New York–based physical therapist Isa Herrera, M.S.P.T., C.S.C.S., who wrote Ending Female Pain: A Manual, has built a thriving business around this kind of physical therapy.
“Anything that’s connected to that particular part of the body—the bladder—is going to react and cause disharmony,” says Herrera, whose own suffering from pelvic pain led her to this work. The therapy directly targets pain associated with pelvic floor disorder (PFD) and vulvodina, two conditions that can occur alongside IC.
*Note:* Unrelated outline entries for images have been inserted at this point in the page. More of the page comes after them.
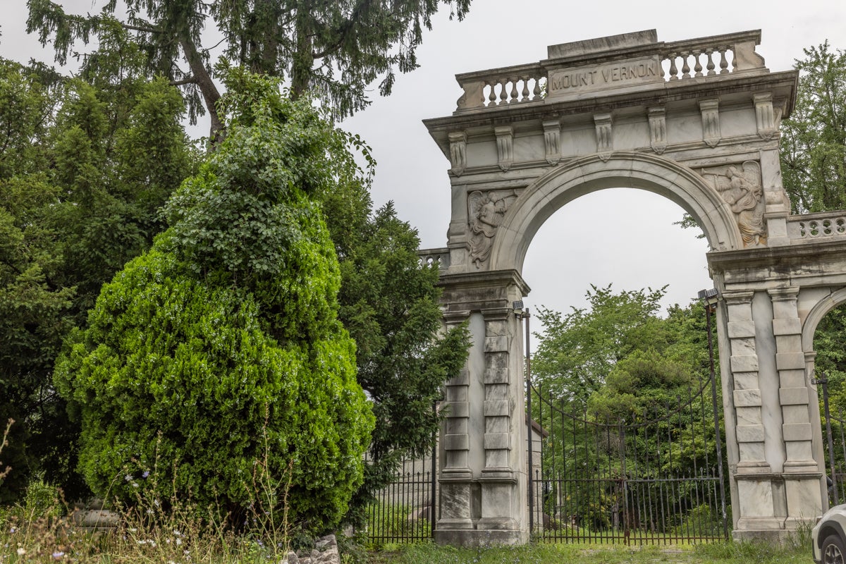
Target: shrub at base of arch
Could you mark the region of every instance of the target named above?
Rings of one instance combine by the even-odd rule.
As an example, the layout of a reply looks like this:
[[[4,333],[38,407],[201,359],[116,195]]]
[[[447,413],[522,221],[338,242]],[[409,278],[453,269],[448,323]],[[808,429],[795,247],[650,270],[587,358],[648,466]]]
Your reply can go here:
[[[57,387],[81,421],[80,469],[96,493],[190,496],[240,524],[261,472],[289,488],[289,521],[325,528],[361,484],[374,424],[309,199],[331,189],[321,140],[336,134],[277,83],[232,73],[250,99],[172,199],[172,227],[103,287]]]

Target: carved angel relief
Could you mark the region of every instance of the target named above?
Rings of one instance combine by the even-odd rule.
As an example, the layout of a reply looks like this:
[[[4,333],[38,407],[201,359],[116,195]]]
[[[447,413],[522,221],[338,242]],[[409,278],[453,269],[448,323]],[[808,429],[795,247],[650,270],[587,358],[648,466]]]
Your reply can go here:
[[[503,222],[505,212],[517,200],[516,190],[472,192],[467,198],[470,228],[470,261],[476,268],[487,260],[493,248],[493,236]]]
[[[766,202],[761,182],[761,165],[755,161],[746,161],[742,168],[730,166],[703,169],[702,176],[710,177],[713,187],[734,212],[744,246],[766,245]]]

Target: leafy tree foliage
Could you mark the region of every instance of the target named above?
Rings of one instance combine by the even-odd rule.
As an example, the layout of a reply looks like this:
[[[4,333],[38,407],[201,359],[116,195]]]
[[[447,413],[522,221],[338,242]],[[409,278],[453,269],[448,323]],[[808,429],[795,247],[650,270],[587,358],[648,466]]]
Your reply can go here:
[[[18,421],[9,448],[23,449],[12,496],[35,472],[82,493],[54,360],[102,282],[162,230],[157,208],[192,167],[179,92],[125,54],[49,85],[43,68],[0,63],[0,413]]]
[[[212,79],[208,51],[201,32],[213,24],[223,34],[225,57],[254,72],[290,80],[291,94],[308,90],[338,118],[367,106],[368,85],[382,77],[379,91],[390,94],[395,71],[417,67],[415,51],[424,28],[439,3],[464,18],[470,0],[343,0],[316,3],[304,0],[124,0],[129,16],[123,25],[151,55],[149,72],[167,76],[186,89],[192,115],[203,108],[212,116],[212,137],[222,127],[217,112],[220,93]],[[102,14],[67,14],[50,0],[30,0],[27,30],[41,42],[52,40],[63,63],[74,41],[87,43],[118,3],[110,0]],[[184,68],[180,67],[180,63]]]
[[[846,52],[804,50],[796,105],[782,122],[781,161],[794,213],[846,209]]]
[[[390,204],[370,218],[360,216],[359,223],[339,253],[341,318],[358,345],[359,382],[374,400],[376,426],[348,516],[356,523],[404,457],[421,457],[434,446],[440,416],[433,406],[469,347],[464,327],[439,334],[437,268],[420,264],[416,232]]]
[[[664,293],[650,288],[615,293],[611,285],[591,286],[589,309],[573,308],[562,315],[541,308],[544,331],[532,358],[535,379],[580,409],[602,389],[617,362],[635,350],[666,346],[669,335],[657,317]]]
[[[546,499],[561,505],[550,510],[595,531],[619,524],[624,475],[647,481],[689,477],[716,463],[702,305],[675,305],[659,317],[664,291],[591,287],[589,308],[566,315],[541,309],[546,331],[537,335],[532,358],[540,390],[532,410],[550,431],[542,479],[553,489],[570,488],[551,491]],[[703,386],[705,393],[699,394]],[[694,419],[700,421],[695,430]],[[672,491],[656,483],[642,485],[639,495],[673,507],[676,522],[701,502],[692,482],[679,481]]]
[[[190,492],[240,523],[264,461],[272,479],[290,472],[294,521],[332,527],[361,482],[373,416],[314,198],[354,162],[310,100],[228,76],[226,140],[168,203],[172,227],[103,287],[57,383],[96,492],[132,502],[138,461],[162,499]]]

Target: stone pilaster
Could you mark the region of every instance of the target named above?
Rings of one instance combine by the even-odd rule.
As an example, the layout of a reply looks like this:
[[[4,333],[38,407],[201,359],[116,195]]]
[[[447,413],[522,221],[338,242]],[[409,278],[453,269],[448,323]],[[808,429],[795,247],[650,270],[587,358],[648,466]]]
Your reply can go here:
[[[788,521],[797,523],[820,515],[820,472],[814,460],[813,427],[805,381],[806,358],[802,351],[802,324],[797,309],[798,287],[768,291],[772,300],[772,332],[776,337],[778,398],[784,441],[784,493]],[[792,527],[790,527],[792,528]]]
[[[482,312],[485,315],[485,467],[481,470],[481,518],[479,526],[488,529],[514,529],[513,515],[517,494],[517,472],[512,463],[512,402],[515,390],[511,366],[512,341],[519,325],[510,309]],[[516,383],[519,383],[518,379]],[[520,404],[522,405],[522,403]],[[519,419],[517,420],[519,420]]]
[[[470,316],[469,311],[450,312],[444,315],[447,327],[455,326]],[[465,366],[459,375],[447,381],[442,412],[445,413],[439,481],[441,512],[437,528],[468,530],[473,528],[470,514],[470,483],[473,471],[470,464],[470,370]]]
[[[469,546],[529,539],[522,326],[514,271],[442,277],[448,321],[470,320],[466,370],[446,388],[435,539]]]
[[[768,290],[772,300],[772,333],[776,337],[778,397],[787,457],[784,472],[815,472],[811,427],[808,418],[808,386],[802,352],[802,323],[796,308],[798,287]]]
[[[758,384],[758,354],[755,343],[751,291],[723,293],[728,311],[728,333],[734,376],[735,434],[739,450],[738,474],[768,473],[764,454],[764,424]]]

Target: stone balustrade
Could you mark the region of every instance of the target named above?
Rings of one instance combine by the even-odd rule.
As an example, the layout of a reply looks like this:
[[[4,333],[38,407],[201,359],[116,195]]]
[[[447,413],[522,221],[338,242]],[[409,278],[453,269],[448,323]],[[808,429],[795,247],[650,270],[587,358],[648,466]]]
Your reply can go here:
[[[664,79],[669,82],[764,68],[764,59],[755,52],[760,42],[759,31],[744,31],[664,43],[659,51]]]
[[[843,211],[795,216],[788,220],[791,239],[820,239],[846,237],[846,214]]]
[[[634,48],[620,49],[609,57],[597,58],[591,68],[590,57],[563,56],[536,63],[503,67],[490,70],[456,74],[464,94],[458,101],[458,112],[479,111],[525,104],[542,103],[549,93],[551,71],[557,88],[588,86],[598,80],[597,71],[606,73],[606,81],[649,79],[656,74],[658,81],[673,83],[691,79],[717,78],[746,71],[765,70],[764,59],[755,52],[761,31],[713,36],[683,41],[656,41]],[[617,70],[608,67],[616,59]],[[656,63],[651,63],[656,61]],[[633,64],[634,63],[634,64]],[[658,68],[656,72],[656,65]],[[612,74],[613,73],[613,74]],[[560,84],[558,81],[563,80]],[[581,81],[581,82],[578,82]],[[590,85],[589,85],[590,82]],[[557,96],[552,96],[556,101]],[[551,99],[550,101],[552,100]]]
[[[417,251],[420,264],[427,266],[437,266],[439,270],[449,268],[449,249],[421,249]]]
[[[539,63],[456,74],[464,95],[459,110],[496,107],[543,99],[547,73]]]

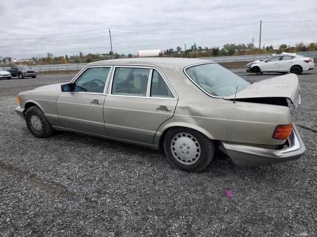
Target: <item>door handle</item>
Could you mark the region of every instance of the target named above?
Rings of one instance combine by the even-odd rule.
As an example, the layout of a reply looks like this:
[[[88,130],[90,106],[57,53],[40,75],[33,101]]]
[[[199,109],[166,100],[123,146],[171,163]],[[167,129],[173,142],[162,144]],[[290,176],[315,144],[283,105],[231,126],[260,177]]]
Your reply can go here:
[[[170,108],[167,108],[167,106],[165,106],[165,105],[160,105],[158,108],[157,108],[157,110],[167,111],[168,112],[171,111]]]
[[[95,105],[101,105],[101,102],[98,100],[93,100],[90,102],[90,103]]]

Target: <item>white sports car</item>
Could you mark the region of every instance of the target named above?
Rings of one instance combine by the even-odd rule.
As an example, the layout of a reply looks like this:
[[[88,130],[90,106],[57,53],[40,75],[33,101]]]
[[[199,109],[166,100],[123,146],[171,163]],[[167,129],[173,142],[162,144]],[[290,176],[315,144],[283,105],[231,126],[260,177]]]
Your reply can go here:
[[[307,58],[295,53],[273,54],[264,61],[260,60],[247,64],[248,73],[260,75],[264,72],[286,73],[290,72],[300,74],[303,71],[312,70],[315,63],[314,59]]]

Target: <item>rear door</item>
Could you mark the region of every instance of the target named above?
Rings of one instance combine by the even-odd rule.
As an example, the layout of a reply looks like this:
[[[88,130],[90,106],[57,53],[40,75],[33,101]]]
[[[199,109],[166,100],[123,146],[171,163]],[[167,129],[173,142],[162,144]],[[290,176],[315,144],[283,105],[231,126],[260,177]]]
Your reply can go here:
[[[279,56],[273,57],[261,64],[262,72],[278,72]]]
[[[295,57],[293,56],[283,56],[283,58],[279,61],[278,64],[279,72],[289,72],[291,67],[294,64],[294,60],[293,60],[294,58]]]
[[[104,109],[107,134],[153,144],[158,127],[174,115],[176,94],[157,69],[117,66],[113,74]]]
[[[65,127],[106,135],[103,107],[110,69],[106,66],[88,68],[75,81],[73,91],[58,96],[58,119]]]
Herrera uses dilators to relax patient’s vaginal muscles, and teaches them exercises they can do to restore muscle function around the vagina, bladder, and pelvis. She usually invites the patient’s partner in to show them how to massage different parts of the patient's pelvis, where muscles have become knotted with tension. These knots often become trigger points in sex, areas of extreme tenderness that, for me, cause sudden shudders of pain during sex—this was the hardest pain to hide with the men I met before Andrew. Through the years, Andrew and I have had to learn how to navigate these together. For me, physical therapy—the most vulnerable massage you could imagine—is the only thing that eases them.
Ten years later, Andrew and I are married with an eight-month-old baby. We're able to have a satisfying sex life, but intercourse is sometimes strained, not nearly as free as it we’d like it to be. I still apologize at times, and Andrew still tells me there is nothing to apologize for. But there have been times that sex has ended in frustration and tears. There have been times that my pain has been a rift we must bridge.
My husband fell in love with me at my worst. And from the beginning, he has known almost instinctively how to deal with the effects of my IC. But I am less graceful. I've talked to women with IC who've said their partners are almost afraid to touch them, and I understand why that would be—there are times I am afraid to be touched myself, recoiling from Andrew's hand on my back. But I try to set aside that instinct and pull him close. I try because he tries, and that trying is the very fabric of our relationship, of the profound trust we've built that keeps us together.